監督は都内の、陽当たりの良い落ち着いたマンションにお住まいでした。すでに80歳になろうと云うお歳でしたが、血色は良くお元気で、訪ねた私たちを笑顔で迎えてくれました。ひと通りの紹介と挨拶が済み、「実は……」と広告案ができていないお詫びを伝えると、まったく意に返さぬ風で、「それは、それは」と笑っています。私の映画(しゃしん)はひと言で言い切ることは難しいでしょうと、ご自身が分かっていての「それは、それは」と応えたやさしさ(寛容)と、私には感じられました。

恥じる私に「私の映画(しやしん)は、ほとんどがつまらないものです。私は撮るより、観る方が上手いんです」と笑って言いますので、「いえいえ」と否定しながらも、つい私は苦笑してしまいます。お会いした時から、監督が何か(誰か)に似ている……と思ってはいたのですが、極度の緊張もあり、その何かが分からずにいましたが、監督のひと言でひらめきました。噺家です。羽織姿で寄席に座らせたならピッタリきそうな風貌、雰囲気です。そう思いついたら、何だか緊張がとけました。

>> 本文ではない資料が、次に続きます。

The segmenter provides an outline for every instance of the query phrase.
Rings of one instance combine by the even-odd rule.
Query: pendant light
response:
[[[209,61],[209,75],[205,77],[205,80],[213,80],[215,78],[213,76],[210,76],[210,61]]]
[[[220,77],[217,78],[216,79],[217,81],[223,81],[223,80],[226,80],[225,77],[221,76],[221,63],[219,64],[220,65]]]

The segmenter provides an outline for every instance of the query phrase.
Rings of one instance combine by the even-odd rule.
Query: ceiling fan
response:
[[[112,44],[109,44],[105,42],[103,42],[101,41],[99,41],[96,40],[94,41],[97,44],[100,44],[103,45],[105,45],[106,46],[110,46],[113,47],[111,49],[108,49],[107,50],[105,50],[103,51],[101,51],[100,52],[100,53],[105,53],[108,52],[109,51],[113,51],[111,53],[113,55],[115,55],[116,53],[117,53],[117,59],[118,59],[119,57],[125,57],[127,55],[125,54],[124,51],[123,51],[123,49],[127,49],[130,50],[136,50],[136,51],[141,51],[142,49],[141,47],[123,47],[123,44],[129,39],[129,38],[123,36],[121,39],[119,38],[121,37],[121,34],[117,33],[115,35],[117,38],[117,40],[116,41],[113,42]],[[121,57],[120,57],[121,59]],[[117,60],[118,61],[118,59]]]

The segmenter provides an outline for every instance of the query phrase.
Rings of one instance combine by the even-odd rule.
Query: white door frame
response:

その後の話題は、様々な日本映画の細部にちりばめられている秘密を解くと云った、初耳噺が監督から次々と語られました。聞いているだけで、その映画を観たくなります。私たちは「へー」「ほー」と驚きながら相づちを打つだけで良いのです。編集や画面から観る映画の楽しみ方を、この時に初めて知ることができました。名作と呼ばれる映画の中にちりばめられている、撮影の斬新なアイデアや編集技法の秘密を監督から教えて貰っているうちに、陽はもうすっかり傾いてしまいましたが、私はこの特等席を離れがたい思いでそれを聞いていました。「へー」「ほー」と応えながら、私の中では吉村公三郎監督の「これ一本」が生まれていました。